I introduced multiple topics off the main subject of "automated upgrades for most" because the parent got tagged "discussion" and I thought we could be a little less focused in this kind of thread. I hope that wasn't a mistake, if Mint Silver ends up getting all the attention and hijacks the post.

Grandma, by the way, is a persona (as used in ux) rather than the proposed name, and Kiosk is a good description for it, though not 100%.

Even Mint Silver has a couple of sub-use cases: grandson (persona!)-installed and -managed (even if remotely), and fully on-her-own, from install to daily use to upgrades. The public "computer lab" case is a third, with the need to support multiple users on each workstation.

I was imagining almost another edition of Mint, beside Cinnamon and Mate... It might be based on any of them, but very bare bones. But it could be a user type as well, with a normal Mint install, but set up a Silver user and they get a stripped down kiosk style UI with minimal applications visible.

One important question is what's wrong with Chromebook for this purpose? Does Chromebook meet the Grandma use case well enough? (even if we have to hold our noses...)

noloader commented 3 years ago

@edschindler,

One important question is what's wrong with Chromebook for this purpose?
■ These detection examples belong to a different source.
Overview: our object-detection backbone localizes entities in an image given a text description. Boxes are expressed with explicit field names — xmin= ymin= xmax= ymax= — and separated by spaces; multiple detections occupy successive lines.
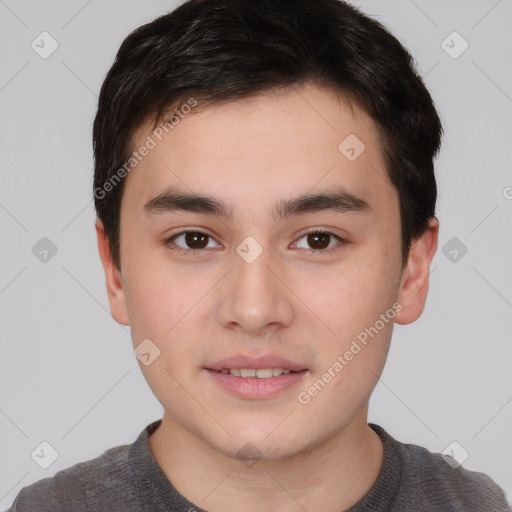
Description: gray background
xmin=0 ymin=0 xmax=512 ymax=509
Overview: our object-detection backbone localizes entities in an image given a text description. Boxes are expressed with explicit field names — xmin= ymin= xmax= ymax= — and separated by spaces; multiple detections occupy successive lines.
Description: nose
xmin=217 ymin=243 xmax=294 ymax=336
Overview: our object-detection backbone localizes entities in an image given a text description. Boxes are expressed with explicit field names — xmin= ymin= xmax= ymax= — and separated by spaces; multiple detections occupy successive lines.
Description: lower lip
xmin=206 ymin=369 xmax=307 ymax=400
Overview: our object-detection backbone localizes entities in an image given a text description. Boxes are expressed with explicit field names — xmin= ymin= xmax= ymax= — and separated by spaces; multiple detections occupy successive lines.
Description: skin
xmin=96 ymin=82 xmax=439 ymax=512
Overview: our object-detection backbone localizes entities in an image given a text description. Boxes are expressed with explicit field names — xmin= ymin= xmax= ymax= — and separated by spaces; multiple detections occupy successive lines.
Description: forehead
xmin=123 ymin=86 xmax=395 ymax=218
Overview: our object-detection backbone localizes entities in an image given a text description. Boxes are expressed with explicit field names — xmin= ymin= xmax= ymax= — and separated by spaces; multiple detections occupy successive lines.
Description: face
xmin=97 ymin=83 xmax=437 ymax=460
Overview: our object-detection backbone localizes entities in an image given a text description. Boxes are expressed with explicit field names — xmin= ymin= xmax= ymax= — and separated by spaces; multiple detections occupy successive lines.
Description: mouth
xmin=218 ymin=368 xmax=304 ymax=379
xmin=204 ymin=357 xmax=309 ymax=400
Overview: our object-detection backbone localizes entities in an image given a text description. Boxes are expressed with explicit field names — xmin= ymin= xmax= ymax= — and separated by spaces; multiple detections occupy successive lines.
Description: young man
xmin=7 ymin=0 xmax=510 ymax=512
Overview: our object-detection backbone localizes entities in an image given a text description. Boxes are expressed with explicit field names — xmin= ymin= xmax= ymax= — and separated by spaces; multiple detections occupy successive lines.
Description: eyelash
xmin=164 ymin=229 xmax=348 ymax=256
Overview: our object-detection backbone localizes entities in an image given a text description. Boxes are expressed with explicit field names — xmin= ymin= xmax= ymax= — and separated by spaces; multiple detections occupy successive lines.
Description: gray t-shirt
xmin=7 ymin=420 xmax=512 ymax=512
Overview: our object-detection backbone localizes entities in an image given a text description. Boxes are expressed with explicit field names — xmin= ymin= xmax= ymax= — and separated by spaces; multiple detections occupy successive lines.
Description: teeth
xmin=220 ymin=368 xmax=291 ymax=379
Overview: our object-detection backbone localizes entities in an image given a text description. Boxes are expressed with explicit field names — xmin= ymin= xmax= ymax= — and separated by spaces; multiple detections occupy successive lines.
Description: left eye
xmin=292 ymin=230 xmax=345 ymax=253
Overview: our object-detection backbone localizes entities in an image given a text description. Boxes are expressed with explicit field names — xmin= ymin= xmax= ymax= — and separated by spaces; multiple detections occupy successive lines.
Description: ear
xmin=95 ymin=219 xmax=130 ymax=325
xmin=395 ymin=218 xmax=439 ymax=324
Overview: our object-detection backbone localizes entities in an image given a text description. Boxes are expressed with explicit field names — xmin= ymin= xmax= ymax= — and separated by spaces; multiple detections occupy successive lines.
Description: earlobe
xmin=395 ymin=218 xmax=439 ymax=324
xmin=95 ymin=219 xmax=130 ymax=325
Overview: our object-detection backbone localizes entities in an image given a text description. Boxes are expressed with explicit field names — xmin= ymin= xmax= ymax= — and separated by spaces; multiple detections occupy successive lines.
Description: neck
xmin=149 ymin=408 xmax=384 ymax=512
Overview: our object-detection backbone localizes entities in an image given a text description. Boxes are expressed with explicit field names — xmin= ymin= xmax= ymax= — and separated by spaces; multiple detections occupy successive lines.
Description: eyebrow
xmin=143 ymin=187 xmax=372 ymax=221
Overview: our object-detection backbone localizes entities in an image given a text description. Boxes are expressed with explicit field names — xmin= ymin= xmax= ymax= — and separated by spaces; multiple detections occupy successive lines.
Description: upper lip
xmin=207 ymin=355 xmax=306 ymax=372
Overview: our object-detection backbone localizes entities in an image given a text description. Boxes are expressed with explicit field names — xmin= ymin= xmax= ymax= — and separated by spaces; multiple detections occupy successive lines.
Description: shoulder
xmin=398 ymin=434 xmax=512 ymax=512
xmin=7 ymin=445 xmax=131 ymax=512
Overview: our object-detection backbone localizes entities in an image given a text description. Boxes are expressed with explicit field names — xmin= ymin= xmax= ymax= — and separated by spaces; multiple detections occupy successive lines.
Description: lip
xmin=206 ymin=354 xmax=307 ymax=372
xmin=205 ymin=366 xmax=309 ymax=400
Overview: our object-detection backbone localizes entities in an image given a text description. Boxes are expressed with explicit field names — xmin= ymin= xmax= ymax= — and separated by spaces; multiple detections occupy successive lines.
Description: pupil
xmin=185 ymin=233 xmax=208 ymax=249
xmin=308 ymin=233 xmax=330 ymax=249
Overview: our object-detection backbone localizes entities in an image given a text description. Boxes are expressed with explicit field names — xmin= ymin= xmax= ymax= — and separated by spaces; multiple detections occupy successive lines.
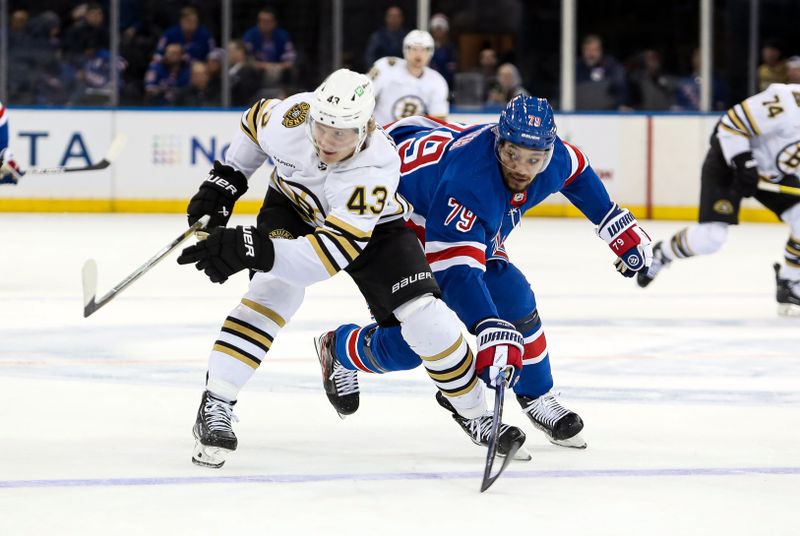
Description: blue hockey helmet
xmin=497 ymin=95 xmax=556 ymax=151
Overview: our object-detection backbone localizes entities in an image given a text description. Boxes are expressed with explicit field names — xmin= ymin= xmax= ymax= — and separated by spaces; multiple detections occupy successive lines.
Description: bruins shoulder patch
xmin=281 ymin=102 xmax=309 ymax=128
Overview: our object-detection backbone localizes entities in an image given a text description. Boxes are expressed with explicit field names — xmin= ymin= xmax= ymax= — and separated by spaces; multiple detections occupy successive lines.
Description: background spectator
xmin=673 ymin=48 xmax=728 ymax=111
xmin=575 ymin=34 xmax=627 ymax=110
xmin=144 ymin=43 xmax=191 ymax=106
xmin=628 ymin=49 xmax=678 ymax=110
xmin=486 ymin=63 xmax=530 ymax=106
xmin=78 ymin=48 xmax=127 ymax=105
xmin=242 ymin=8 xmax=296 ymax=92
xmin=175 ymin=61 xmax=220 ymax=108
xmin=478 ymin=46 xmax=497 ymax=102
xmin=758 ymin=41 xmax=786 ymax=91
xmin=430 ymin=13 xmax=458 ymax=89
xmin=364 ymin=6 xmax=408 ymax=68
xmin=228 ymin=40 xmax=261 ymax=106
xmin=61 ymin=4 xmax=110 ymax=66
xmin=153 ymin=6 xmax=214 ymax=62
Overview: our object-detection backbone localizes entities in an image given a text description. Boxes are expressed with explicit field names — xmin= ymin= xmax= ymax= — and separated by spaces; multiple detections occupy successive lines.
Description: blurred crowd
xmin=7 ymin=0 xmax=800 ymax=111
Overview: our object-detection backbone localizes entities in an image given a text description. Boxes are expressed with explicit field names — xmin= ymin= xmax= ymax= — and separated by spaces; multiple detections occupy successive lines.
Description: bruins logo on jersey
xmin=269 ymin=229 xmax=294 ymax=240
xmin=775 ymin=141 xmax=800 ymax=175
xmin=714 ymin=199 xmax=733 ymax=216
xmin=392 ymin=95 xmax=426 ymax=119
xmin=281 ymin=102 xmax=309 ymax=128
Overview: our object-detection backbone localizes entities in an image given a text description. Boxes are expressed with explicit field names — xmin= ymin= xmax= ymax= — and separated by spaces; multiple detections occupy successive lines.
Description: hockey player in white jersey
xmin=637 ymin=84 xmax=800 ymax=316
xmin=368 ymin=30 xmax=450 ymax=125
xmin=178 ymin=69 xmax=525 ymax=467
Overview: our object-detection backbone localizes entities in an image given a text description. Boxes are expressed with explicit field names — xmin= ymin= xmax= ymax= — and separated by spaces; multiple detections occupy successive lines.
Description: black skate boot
xmin=192 ymin=391 xmax=239 ymax=468
xmin=517 ymin=391 xmax=586 ymax=449
xmin=636 ymin=241 xmax=672 ymax=288
xmin=772 ymin=262 xmax=800 ymax=316
xmin=314 ymin=331 xmax=359 ymax=419
xmin=436 ymin=391 xmax=531 ymax=461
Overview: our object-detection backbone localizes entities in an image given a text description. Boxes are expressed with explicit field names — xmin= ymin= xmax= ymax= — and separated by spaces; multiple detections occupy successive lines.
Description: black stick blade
xmin=81 ymin=259 xmax=98 ymax=318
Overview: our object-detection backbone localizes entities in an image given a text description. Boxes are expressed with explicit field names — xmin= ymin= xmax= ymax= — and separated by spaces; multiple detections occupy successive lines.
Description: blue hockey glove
xmin=474 ymin=318 xmax=525 ymax=387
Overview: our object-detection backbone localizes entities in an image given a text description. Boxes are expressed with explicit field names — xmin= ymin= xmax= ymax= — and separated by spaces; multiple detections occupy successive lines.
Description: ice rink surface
xmin=0 ymin=214 xmax=800 ymax=536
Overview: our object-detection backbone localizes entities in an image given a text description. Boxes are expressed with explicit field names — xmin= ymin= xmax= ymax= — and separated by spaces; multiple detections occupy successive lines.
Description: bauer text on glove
xmin=178 ymin=226 xmax=275 ymax=283
xmin=186 ymin=160 xmax=247 ymax=229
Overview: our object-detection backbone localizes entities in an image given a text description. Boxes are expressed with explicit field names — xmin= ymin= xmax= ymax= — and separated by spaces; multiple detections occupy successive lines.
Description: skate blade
xmin=514 ymin=447 xmax=533 ymax=462
xmin=778 ymin=303 xmax=800 ymax=317
xmin=547 ymin=434 xmax=588 ymax=449
xmin=192 ymin=441 xmax=233 ymax=469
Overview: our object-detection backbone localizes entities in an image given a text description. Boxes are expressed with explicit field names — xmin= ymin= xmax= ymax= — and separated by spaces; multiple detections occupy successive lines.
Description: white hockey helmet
xmin=309 ymin=69 xmax=375 ymax=152
xmin=403 ymin=30 xmax=435 ymax=55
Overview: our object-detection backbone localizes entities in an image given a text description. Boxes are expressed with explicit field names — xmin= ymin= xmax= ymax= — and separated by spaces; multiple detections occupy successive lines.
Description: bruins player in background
xmin=178 ymin=69 xmax=525 ymax=467
xmin=368 ymin=30 xmax=450 ymax=125
xmin=637 ymin=84 xmax=800 ymax=316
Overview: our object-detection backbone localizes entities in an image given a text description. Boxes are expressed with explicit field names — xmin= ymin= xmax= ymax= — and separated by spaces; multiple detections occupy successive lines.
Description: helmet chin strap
xmin=494 ymin=136 xmax=555 ymax=178
xmin=306 ymin=119 xmax=367 ymax=164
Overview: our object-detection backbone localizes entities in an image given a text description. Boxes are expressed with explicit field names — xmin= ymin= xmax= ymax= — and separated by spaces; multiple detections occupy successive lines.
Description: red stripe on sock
xmin=522 ymin=332 xmax=547 ymax=359
xmin=347 ymin=329 xmax=372 ymax=372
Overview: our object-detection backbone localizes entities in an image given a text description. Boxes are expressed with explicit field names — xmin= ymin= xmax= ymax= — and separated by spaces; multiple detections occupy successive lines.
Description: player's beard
xmin=503 ymin=168 xmax=533 ymax=194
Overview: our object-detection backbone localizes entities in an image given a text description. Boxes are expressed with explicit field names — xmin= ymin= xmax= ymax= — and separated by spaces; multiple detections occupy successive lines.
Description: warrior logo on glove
xmin=597 ymin=203 xmax=653 ymax=277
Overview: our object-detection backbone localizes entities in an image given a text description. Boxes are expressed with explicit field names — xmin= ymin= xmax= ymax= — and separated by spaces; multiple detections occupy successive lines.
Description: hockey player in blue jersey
xmin=316 ymin=95 xmax=652 ymax=448
xmin=0 ymin=102 xmax=24 ymax=184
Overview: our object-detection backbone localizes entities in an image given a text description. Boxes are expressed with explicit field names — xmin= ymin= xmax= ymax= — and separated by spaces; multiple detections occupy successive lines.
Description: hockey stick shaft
xmin=83 ymin=216 xmax=211 ymax=318
xmin=24 ymin=134 xmax=127 ymax=175
xmin=481 ymin=374 xmax=521 ymax=493
xmin=758 ymin=180 xmax=800 ymax=197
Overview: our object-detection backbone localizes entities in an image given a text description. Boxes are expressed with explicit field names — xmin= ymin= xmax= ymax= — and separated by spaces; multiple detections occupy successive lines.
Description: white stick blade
xmin=105 ymin=134 xmax=128 ymax=162
xmin=81 ymin=259 xmax=97 ymax=317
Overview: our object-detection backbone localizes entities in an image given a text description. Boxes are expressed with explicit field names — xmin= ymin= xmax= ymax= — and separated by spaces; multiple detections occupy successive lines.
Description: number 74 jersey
xmin=715 ymin=84 xmax=800 ymax=181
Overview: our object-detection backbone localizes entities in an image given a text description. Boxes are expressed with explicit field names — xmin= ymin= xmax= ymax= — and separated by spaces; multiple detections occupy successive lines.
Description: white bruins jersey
xmin=225 ymin=93 xmax=411 ymax=287
xmin=717 ymin=84 xmax=800 ymax=182
xmin=368 ymin=57 xmax=450 ymax=125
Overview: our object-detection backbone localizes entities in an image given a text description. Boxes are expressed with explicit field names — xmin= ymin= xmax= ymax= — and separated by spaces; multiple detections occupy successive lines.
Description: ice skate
xmin=192 ymin=391 xmax=239 ymax=468
xmin=636 ymin=241 xmax=672 ymax=288
xmin=772 ymin=262 xmax=800 ymax=316
xmin=314 ymin=331 xmax=359 ymax=419
xmin=436 ymin=391 xmax=531 ymax=461
xmin=517 ymin=391 xmax=586 ymax=449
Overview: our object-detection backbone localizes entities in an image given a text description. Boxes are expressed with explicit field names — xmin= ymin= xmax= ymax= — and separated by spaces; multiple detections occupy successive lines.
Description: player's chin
xmin=505 ymin=177 xmax=531 ymax=194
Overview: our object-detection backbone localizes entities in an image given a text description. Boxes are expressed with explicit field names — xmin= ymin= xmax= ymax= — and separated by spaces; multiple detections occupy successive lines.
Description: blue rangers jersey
xmin=386 ymin=117 xmax=613 ymax=329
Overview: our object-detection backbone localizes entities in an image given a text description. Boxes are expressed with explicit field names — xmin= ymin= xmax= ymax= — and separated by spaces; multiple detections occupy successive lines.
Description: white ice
xmin=0 ymin=214 xmax=800 ymax=536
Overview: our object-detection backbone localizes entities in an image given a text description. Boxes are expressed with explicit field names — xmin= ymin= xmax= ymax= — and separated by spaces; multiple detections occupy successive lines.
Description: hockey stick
xmin=27 ymin=134 xmax=128 ymax=176
xmin=481 ymin=374 xmax=522 ymax=493
xmin=82 ymin=216 xmax=211 ymax=318
xmin=758 ymin=180 xmax=800 ymax=197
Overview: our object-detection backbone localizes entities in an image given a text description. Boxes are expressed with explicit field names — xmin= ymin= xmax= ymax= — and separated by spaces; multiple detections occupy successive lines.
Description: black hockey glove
xmin=178 ymin=225 xmax=275 ymax=283
xmin=186 ymin=160 xmax=247 ymax=229
xmin=731 ymin=151 xmax=758 ymax=197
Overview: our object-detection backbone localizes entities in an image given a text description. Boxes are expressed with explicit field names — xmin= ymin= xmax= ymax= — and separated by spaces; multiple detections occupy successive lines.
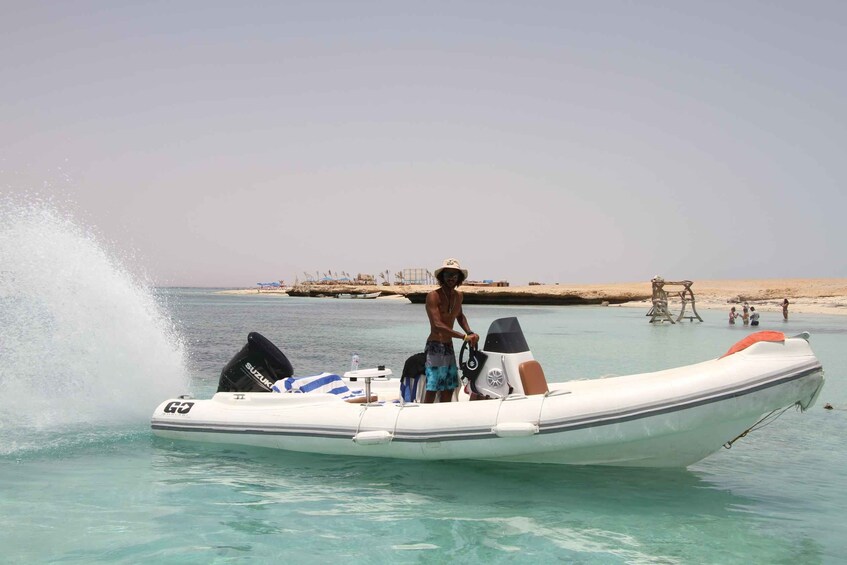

Does Chromebook meet the Grandma use case well enough?

Very good question. I tried a Chromebook with my father. Google ties products and services to the point it is unusable for some users.

For example, upon boot, there's a login screen with big, pronounced areas for a username and password. There's also an option for an anonymous login like kiosk mode. The text for the anonymous login is small and faint because it is light grey and blends in with white background.

When my father tired to use the Chromebook to get online, he asked me, "why do we need a password for the internet" and "what is the password"? He did not know he needed to click the anonymous login text (he probably did not see it).

To set kiosk mode/automatic login for a Chromebook my father needed a Gmail account, and then needed to add an extension. That would have been a big problem for someone who thinks the internet has a password.

I brought the usability issue up with the Chromebook folks. I complained that Google' tying of products and services was making the Chromebook too difficult for some users. They told me a Chromebook was not for everyone.

UnisTorvalds commented 1 year ago

One of my favourite things about Linux OSes in general is that they respect the user. I'm in control. The OS doesn't second guess my intent or take action without my input (whether that be updating software or uploading "telemetry" to the vendor); in contrast to all commercial OSes (ios, android, windows, etc.)